Possiamo immaginare diversi sequel di questa storia.
Roberto è in seminario, è brillante negli studi e fa amicizia facilmente con i suoi compagni, dicono di lui che ha un buon carattere, solare e comunicativo. I formatori non hanno particolari richiami nei suoi confronti. Negli anni, tuttavia, Roberto si rende conto di essere assalito spesso da tristezza e angoscia alle quali non riesce a dare una spiegazione. Certo non molla il cammino solo per questo, sa bene che il malessere può essere un momento di desolazione spirituale e quindi si impegna a proseguire, a pregare e a confrontarsi, anche se si sente “strano”. L’umore non lo aiuta proprio: esternamente è ineccepibile, ma ciò che vive dentro di sé è un’altra storia. Sta per iniziare il sesto anno e, a questo punto, non è il caso di andare per il sottile con i dubbi e gli interrogativi, per cui ritiene che sia meglio soprassedere ai pensieri che lo tormentano, del resto “tutti i segni sono a suo favore”. Quel vago sospetto che qualcosa non vada viene messo a tacere.
Anche qui possiamo ipotizzare diversi finali.

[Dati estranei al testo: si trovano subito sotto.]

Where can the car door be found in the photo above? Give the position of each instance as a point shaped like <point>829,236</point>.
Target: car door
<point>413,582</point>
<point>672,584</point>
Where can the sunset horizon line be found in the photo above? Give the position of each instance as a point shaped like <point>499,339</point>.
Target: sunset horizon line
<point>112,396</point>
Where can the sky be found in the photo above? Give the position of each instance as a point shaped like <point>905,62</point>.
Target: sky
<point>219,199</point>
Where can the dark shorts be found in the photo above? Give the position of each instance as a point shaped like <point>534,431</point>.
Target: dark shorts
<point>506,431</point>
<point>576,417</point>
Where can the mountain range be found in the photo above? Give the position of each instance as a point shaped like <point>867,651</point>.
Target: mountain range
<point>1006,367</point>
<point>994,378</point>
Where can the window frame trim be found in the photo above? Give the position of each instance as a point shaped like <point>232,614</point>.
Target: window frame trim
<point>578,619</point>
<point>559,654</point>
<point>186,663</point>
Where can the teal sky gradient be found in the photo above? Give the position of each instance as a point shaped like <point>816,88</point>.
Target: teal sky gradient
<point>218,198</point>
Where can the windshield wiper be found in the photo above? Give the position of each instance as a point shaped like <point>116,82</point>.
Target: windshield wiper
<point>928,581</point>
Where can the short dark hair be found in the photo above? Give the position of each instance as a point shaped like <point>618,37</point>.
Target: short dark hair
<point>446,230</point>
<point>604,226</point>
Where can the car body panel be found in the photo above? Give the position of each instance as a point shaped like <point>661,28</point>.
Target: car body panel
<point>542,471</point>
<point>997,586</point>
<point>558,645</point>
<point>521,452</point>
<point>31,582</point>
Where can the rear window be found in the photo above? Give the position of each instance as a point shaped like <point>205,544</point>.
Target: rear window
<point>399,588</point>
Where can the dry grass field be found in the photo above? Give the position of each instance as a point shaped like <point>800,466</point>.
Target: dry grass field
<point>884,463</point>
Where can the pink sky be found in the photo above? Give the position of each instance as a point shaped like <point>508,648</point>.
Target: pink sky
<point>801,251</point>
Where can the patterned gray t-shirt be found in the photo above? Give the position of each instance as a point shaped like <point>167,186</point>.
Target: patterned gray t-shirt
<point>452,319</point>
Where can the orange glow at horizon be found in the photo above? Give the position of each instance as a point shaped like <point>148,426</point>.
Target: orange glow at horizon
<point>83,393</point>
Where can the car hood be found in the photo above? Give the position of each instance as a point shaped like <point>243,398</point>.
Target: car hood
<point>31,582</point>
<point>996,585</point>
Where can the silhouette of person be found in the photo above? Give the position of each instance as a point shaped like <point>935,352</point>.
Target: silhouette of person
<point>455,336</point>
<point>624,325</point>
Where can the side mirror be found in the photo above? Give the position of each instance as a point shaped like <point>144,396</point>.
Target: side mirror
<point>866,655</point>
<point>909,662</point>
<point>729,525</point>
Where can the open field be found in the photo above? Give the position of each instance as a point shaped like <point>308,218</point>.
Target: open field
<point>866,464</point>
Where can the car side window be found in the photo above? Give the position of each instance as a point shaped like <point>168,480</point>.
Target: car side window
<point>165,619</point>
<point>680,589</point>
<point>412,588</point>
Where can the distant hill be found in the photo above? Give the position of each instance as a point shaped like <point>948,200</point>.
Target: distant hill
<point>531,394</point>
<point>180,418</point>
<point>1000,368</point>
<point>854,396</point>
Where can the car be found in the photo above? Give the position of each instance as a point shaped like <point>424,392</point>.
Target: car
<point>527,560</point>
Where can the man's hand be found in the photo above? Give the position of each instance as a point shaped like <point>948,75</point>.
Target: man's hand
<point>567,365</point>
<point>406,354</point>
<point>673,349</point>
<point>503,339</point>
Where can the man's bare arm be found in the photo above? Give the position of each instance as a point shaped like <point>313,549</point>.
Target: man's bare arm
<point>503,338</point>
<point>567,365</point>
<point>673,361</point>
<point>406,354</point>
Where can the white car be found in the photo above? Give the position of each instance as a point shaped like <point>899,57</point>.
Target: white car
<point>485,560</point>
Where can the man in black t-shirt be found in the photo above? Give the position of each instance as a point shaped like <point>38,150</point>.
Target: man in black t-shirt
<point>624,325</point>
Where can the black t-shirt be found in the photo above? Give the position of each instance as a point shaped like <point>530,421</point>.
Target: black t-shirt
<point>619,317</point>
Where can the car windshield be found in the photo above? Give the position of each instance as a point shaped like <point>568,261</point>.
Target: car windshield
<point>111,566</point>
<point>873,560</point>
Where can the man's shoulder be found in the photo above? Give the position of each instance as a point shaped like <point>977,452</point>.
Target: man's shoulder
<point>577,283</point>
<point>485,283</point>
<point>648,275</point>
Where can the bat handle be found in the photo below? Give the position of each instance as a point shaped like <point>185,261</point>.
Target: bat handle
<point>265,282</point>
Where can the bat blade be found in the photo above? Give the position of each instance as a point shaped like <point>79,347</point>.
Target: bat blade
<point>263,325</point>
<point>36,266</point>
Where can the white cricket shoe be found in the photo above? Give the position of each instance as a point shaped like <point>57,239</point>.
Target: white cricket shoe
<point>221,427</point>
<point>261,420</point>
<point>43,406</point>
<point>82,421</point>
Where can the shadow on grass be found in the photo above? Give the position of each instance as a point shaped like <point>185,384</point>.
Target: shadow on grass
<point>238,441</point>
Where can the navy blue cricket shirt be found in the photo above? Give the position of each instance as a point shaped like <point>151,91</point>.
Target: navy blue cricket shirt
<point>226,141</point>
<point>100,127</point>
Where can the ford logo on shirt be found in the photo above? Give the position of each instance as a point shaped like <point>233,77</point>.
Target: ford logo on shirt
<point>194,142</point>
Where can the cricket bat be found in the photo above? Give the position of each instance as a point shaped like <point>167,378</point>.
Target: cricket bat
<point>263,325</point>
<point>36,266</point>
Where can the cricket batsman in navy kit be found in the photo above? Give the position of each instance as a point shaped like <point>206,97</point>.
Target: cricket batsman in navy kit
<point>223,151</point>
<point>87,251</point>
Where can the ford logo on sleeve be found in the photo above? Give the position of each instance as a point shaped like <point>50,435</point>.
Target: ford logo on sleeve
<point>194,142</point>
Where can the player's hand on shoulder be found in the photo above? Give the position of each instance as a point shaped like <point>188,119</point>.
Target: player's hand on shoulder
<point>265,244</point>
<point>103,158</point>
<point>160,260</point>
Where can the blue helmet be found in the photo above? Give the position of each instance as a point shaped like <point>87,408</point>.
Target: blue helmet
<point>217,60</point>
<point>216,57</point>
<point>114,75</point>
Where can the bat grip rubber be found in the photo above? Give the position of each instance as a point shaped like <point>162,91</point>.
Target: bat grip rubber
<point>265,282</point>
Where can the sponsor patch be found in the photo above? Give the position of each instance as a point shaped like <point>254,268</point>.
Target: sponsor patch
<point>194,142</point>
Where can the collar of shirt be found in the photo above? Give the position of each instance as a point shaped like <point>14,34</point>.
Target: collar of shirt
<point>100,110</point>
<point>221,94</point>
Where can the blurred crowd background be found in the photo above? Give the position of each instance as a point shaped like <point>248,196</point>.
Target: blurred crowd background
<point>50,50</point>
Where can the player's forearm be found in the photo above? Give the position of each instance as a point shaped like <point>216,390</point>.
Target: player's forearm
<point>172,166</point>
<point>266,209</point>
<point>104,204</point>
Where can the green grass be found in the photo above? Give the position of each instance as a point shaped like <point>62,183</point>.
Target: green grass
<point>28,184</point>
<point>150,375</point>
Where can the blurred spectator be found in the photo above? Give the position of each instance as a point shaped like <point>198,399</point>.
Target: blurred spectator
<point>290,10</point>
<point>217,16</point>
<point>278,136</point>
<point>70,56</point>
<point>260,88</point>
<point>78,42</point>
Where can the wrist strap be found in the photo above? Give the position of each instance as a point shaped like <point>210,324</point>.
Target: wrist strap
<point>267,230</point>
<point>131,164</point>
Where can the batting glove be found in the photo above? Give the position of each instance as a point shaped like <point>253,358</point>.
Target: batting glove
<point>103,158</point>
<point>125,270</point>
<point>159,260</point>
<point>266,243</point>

Perseveranza o perseverazione di Lucia e Roberto? Ovviamente non si può rispondere solo sulla base di questi brevi stralci, bisognerebbe conoscere l’andamento delle rispettive storie, che però mi danno l’occasione per proporre due brevi ordini di considerazioni: 1) ciò di cui hanno bisogno le decisioni importanti per poter durare; 2) che alcune scelte esistenziali possono non funzionare.
1.
“Una volta…ai miei tempi” sono spesso utilizzati come metro per dire che le coppie in passato duravano di più e che le vocazioni sacerdotali e alla vita consacrata erano molto più stabili di oggi, il che è solo in parte vero, in quanto la storia ci ha insegnato che debolezze e falle ci sono sempre state nei processi umani e nelle scelte esistenziali. Sarebbe più utile, a partire dal cambiamento d’epoca attuale, riconoscere cosa può sostenere le decisioni di vita significative. Perseverare, infatti, richiede diversi elementi, sia personali che relazionali.
Sul piano personale
– Conoscenza e accompagnamento
Ogni scelta, perché sia durevole, richiede un’adeguata “preparazione”, che vuol dire un discernimento profondo, non frettoloso, e autentico. L’autenticità di questo processo è favorita sia dalla possibilità di trovare un accompagnamento libero che permetta alla persona di conoscersi e aprirsi senza paure, sia dalla discrezione dell’accompagnatore/accompagnatrice che non dovrebbe sostituirsi all’altro, dando direttive sulla presunta “strada giusta” che Lucia e Roberto dovrebbero seguire.
– La motivazione
Il “perché” si sceglie una persona come partner o un percorso di vita consacrata è un interrogativo tanto semplice, quanto basilare. Gli studi sui sistemi motivazionali sono un’importante prospettiva che permette di affinare lo sguardo su ciò che può animare il nostro modo di scegliere e comportarci. Cosa sto cercando? Quale “registro” utilizzo: ricerca di cura e attenzioni, bisogno di fondare l’identità e una posizione sociale? O, desiderio di cooperare, condividere, diventare generativi?
Sul piano relazionale
Un messaggio che il nostro tempo, con la sua complessità e velocità, ci sta lasciando è che da soli non siamo in grado di rendere durevole nessun progetto di vita. Tanto per le coppie, quanto per le vocazioni di speciale appartenenza, c’è bisogno di una seria riflessione comunitaria. Il sì dato nel giorno del matrimonio o dell’ordinazione, poi deve essere sostenuto all’interno di un tessuto sociale che riconosca l’importanza di una scelta e quindi incoraggi e supporti i coniugi a rimanere legati, il sacerdote a non sentirsi solo, la consacrata ad essere valorizzata nella sua missione.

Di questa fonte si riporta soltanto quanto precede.